Título: Mercosul e UE retomam negociação
Autor: Moreira, Assis
Fonte: Valor Econômico, 19/09/2006, Brasil, p. A5

O Mercosul e a União Européia (UE) retomarão a negociação do acordo de livre comércio birregional nos dias 3 e 4 de outubro, no Rio de Janeiro. A expectativa do diretor do Departamento de Negociações Internacionais do Itamaraty, embaixador Regis Arslanian, é de que os dois blocos comecem efetivamente as barganhas.

O encontro do Rio ocorrerá em meio a crescente dúvidas na Europa sobre as chances de sucesso da Rodada Doha, na Organização Mundial do Comércio (OMC), no médio prazo.

Peter Mandelson, comissário europeu de Comércio, anunciou ontem que a revisão da política comercial da UE, no mês que vem, vai se focalizar na defesa de abertura da Europa a importações, e ao mesmo tempo ser mais "ativista" para abrir mercados e "assegurar tratamento justo" para empresas européias, principalmente em grandes mercados emergentes do Brasil e Ásia.

No começo do mês, o presidente da Comissão Européia, José Manuel Barroso, confirmou o início de "discussões exploratórias" com outros países, como Coréia do Sul, depois da suspensão das negociações na OMC.

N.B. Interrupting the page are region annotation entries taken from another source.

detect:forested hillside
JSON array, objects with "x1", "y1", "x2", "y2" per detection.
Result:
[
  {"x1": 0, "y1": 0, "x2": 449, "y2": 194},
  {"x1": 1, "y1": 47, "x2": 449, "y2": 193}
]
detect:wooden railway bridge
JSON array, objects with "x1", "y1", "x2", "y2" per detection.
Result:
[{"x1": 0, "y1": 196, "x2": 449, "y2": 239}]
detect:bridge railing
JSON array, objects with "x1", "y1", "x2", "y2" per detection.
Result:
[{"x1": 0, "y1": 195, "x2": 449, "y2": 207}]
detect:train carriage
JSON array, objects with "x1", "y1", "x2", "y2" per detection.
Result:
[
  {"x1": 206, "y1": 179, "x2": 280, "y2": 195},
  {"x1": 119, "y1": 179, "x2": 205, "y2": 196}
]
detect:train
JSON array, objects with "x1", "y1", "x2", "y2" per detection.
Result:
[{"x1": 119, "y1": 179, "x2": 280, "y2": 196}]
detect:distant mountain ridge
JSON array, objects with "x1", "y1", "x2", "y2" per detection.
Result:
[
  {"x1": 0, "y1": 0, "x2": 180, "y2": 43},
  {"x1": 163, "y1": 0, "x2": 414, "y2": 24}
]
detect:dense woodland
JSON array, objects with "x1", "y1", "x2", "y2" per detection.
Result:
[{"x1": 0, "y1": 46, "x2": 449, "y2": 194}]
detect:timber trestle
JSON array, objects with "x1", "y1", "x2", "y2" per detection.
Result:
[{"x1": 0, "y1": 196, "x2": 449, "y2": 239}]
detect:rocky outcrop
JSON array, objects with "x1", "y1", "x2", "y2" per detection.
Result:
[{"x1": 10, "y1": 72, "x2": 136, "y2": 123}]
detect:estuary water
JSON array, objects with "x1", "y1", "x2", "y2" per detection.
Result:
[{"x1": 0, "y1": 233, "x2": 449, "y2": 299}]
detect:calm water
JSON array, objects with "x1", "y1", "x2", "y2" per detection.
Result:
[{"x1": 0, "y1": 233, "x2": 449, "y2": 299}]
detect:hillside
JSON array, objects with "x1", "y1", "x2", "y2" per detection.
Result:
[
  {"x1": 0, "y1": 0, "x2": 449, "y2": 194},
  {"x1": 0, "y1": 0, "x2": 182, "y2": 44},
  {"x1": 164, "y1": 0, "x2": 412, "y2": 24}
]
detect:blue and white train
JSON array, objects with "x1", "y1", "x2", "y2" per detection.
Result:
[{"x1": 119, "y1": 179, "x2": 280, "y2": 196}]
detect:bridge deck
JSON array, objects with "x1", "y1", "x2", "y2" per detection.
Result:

A negociação UE-Mercosul está em compasso de espera há vários meses, devido a temas que dificultam igualmente as discussões na OMC: abertura dos mercados agrícolas na UE e industrial e serviços no bloco do Cone Sul.

Em abril, o Mercosul propôs a Bruxelas "elementos para um possível acordo" no qual pedia cota livre de tarifas de 300 mil toneladas para carne bovina - quase o dobro do que Bruxelas ofereceu a todos os países membros da OMC, na Rodada Doha. Pediu também cota de 250 mil toneladas para carne de frango, montante idêntico ao que a UE quis oferecer na OMC.

Um mês depois, Bruxelas respondeu ao Mercosul que tinha "algum espaço" na área agrícola e fez suas próprias demandas. Incluiu proteção adicional de indicações geográficas, abertura no setor de serviços, garantia de abertura do mercado brasileiro para 353 produtos industriais prioritários dos exportadores europeus.

Agora, no Rio, "tem de haver movimento em agricultura (por parte da UE)", diz Arslanian. "Há dois anos que não tem havido nem indicações." Em contrapartida o Mercosul sinalizou com melhora em resseguros, transporte marítimo, serviços financeiros. O bloco pode melhorar sua oferta em bens industriais, especialmente no setor automotivo. Isso depende de flexibilidades a serem negociadas.

A negociação está sendo modelada de forma a que quase todos os produtos tenham as tarifas eliminadas no prazo de dez anos. "Mas não precisa todo o acordo ser de dez anos de prazo para chegar à tarifa zero. Alguns setores são sensíveis; como eles têm agricultura, temos sensibilidade no setor automotivo."

Para ser compatível com as regras da OMC, é preciso que o acordo cubra volume substancial do comércio. Para a UE, isso significa 90% das trocas, pelo menos. Para o Mercosul, pode ser menos. Havendo flexibilidade, o Mercosul pode reduzir o prazo de 18 anos para liberalizar seu mercado para a entrada de automóveis europeus, como é sua proposta ainda de 2004. "Queremos flexiblidade, mas para melhorar e não piorar nossa oferta", disse o embaixador.

"Podemos chegar logo muito perto de um acordo, se avançarmos em agricultura, serviços e nas flexibilidades", acredita.

A Venezuela fará parte, pela primeira vez, da delegação do Mercosul, como novo membro do bloco. Em Bruxelas, existe expectativa sobre a influência que o governo de Hugo Chávez poderá ter na discussão. Nesta quarta-feira, a Venezuela estará também na discussão em Brasília sobre a agenda externa do bloco.

O Mercosul procura acelerar outras negociações bilaterais, que o embaixador diz terem impacto significativo. Nos dias 9 e 10 de outubro, o bloco negocia em Riad (Arábia Saudita) o acordo com os países do Golfo. A expectativa é fechar o acordo até o fim do ano. O maior potencial para o Mercosul está nas exportações industriais, porque serão cortadas tarifas hoje de 18% sobre automóveis.

De Riad, os negociadores do Mercosul vão a Nova Déli. A idéia é ampliar o acordo com a Índia de 900 produtos atualmente para 4.500. O bloco quer sacramentar até o fim do mês a União Aduaneira da África Austral (Sacu), atualmente composto por aproximadamente 2 mil itens. Poderá haver inclusão de cerca de 2 mil outros produtos, inclusive do setor automotivo, como automóveis, motores, caminhões e autopeças.